Page MenuHomePhabricator

Add file-based cached implementation of SiteStore
Closed, InvalidPublic


Version: 1.21.x
Severity: enhancement



Event Timeline

bzimport raised the priority of this task from to Medium.Nov 22 2014, 1:33 AM
bzimport set Reference to bz45532.
bzimport added a subscriber: Unknown Object (MLST).

For deployment on high traffic sites like Wikipedia, there should be an implementation of the SiteStore interface backed by CDB. This allows fast access to the sites information, simmilar to the way the interwiki mappings are currently stored using CDB.

  • Bug 48932 has been marked as a duplicate of this bug. ***

cdb is not really desired anymore, but instead recommend to cache the sites data in some static file, such as json (?), instead of loading from memcached.

Suggest this approach:

  • SiteStore class remains as is
  • CachingSiteStore decorator is added
  • CachingSiteStore has a field of type "general caching interface", which might be an existing interface or a new one
  • An implementation of this "general caching interface" is created (or re-used if it exists) that does the type of caching deemed best at this time for the site info on the WMF cluster

Change 174874 merged by jenkins-bot:
Implement SiteListFileCache and rebuild script

Some thoughts:

I'm not sure the file should really be a cache. If we have the site info in a file, just use that file, period. It can and probably should be read-only.

We may want two or three files (corresponding to $wgInterwikiScopes).

This file is going to be read and parser a *lot*, so file format and encoding matter. I think we should at least consider & benchmark CDB, JSON, and CSV.

By the way, if we don't need unicode, try to bypass utf8 decoding, that tends to be slow.

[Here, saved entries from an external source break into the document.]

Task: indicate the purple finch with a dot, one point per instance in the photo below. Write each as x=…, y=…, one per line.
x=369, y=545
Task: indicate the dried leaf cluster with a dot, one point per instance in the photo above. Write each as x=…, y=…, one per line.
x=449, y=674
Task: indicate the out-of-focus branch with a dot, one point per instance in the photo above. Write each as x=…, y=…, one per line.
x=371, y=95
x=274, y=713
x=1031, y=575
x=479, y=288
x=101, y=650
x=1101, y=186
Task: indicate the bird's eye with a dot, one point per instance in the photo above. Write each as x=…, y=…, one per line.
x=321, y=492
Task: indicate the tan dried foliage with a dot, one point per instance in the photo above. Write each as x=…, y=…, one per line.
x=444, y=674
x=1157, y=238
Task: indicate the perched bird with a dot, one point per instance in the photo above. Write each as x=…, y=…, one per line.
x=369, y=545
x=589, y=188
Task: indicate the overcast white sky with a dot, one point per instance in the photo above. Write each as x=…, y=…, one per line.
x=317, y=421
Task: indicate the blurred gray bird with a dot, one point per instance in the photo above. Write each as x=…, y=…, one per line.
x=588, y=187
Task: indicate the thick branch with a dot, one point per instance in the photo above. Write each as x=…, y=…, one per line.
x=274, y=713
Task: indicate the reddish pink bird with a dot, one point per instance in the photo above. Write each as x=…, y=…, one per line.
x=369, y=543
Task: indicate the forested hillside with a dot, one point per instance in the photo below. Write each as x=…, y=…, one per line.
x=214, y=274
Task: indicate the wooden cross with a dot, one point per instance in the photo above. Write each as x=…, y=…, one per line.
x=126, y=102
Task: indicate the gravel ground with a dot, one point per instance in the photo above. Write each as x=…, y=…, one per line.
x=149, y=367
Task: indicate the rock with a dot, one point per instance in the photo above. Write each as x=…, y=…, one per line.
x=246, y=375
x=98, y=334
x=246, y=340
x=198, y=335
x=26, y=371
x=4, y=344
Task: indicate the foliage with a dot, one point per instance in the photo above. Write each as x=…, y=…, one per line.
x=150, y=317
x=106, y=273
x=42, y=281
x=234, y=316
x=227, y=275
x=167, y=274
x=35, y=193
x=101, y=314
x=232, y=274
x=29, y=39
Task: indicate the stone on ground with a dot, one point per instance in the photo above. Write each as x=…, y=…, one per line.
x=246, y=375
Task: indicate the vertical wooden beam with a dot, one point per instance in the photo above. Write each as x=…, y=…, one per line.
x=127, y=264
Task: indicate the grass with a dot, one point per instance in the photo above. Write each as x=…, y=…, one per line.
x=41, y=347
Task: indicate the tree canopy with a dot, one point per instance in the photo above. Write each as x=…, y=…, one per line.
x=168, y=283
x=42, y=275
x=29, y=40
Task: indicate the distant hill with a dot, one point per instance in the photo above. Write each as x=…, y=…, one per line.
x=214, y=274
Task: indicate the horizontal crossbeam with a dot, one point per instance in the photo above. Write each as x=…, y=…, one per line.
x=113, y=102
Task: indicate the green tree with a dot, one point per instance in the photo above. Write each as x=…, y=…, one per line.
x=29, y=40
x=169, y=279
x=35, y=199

if we make it a file store (suggest a name?), that might work but the SiteStore interface is not very suitable since it contains a bunch of write methods that don't make sense in a file store.

I think we need something like:

public function getSites();

public function getSite( $siteGlobalId );

if it's json, maybe for getSite, we can load the array with mapping $globalSiteId => $siteData and then lazy initialize the Site objects when requested. There are numerous places where we want just one Site object or just a few. This doesn't necessarily fit well with the design of the SiteList class though.

good idea to benchmark cdb, json and other options.

Tobi_WMDE_SW set Security to None.
Tobi_WMDE_SW added a subscriber: Wikidata.
Tobi_WMDE_SW subscribed.

Note that SiteListFileCache was merged in Iaee4c1f9fb5d54e, but is not hooked up anywhere, as far as I can see. More work is needed to start using this.

During SprintStart meeting today, we've split up further needed work into several tasks:

T77990 Split of site lookup for readonly access
T77991 Decide on file format: CDB, JSON, CSV
T77993 Implement new interface based on pre-generated files (one file per group and one file with everything indexed by global site id)
-> load everything when local lookup is needed
T77994 Script that generates files
T77995 Minimize access to local-id-lookup
Not a blocker, but should be done at some point: T77997 Investigate how to best move the sites component out of core

Static php files (which can be created at deploy time if needed like the l10n cdb files are on the WMF cluster) are much better than json for server-side performance. HHVM and PHP5/7 can both cache PHP bytecode and eliminate the file read and parse stages that json requires.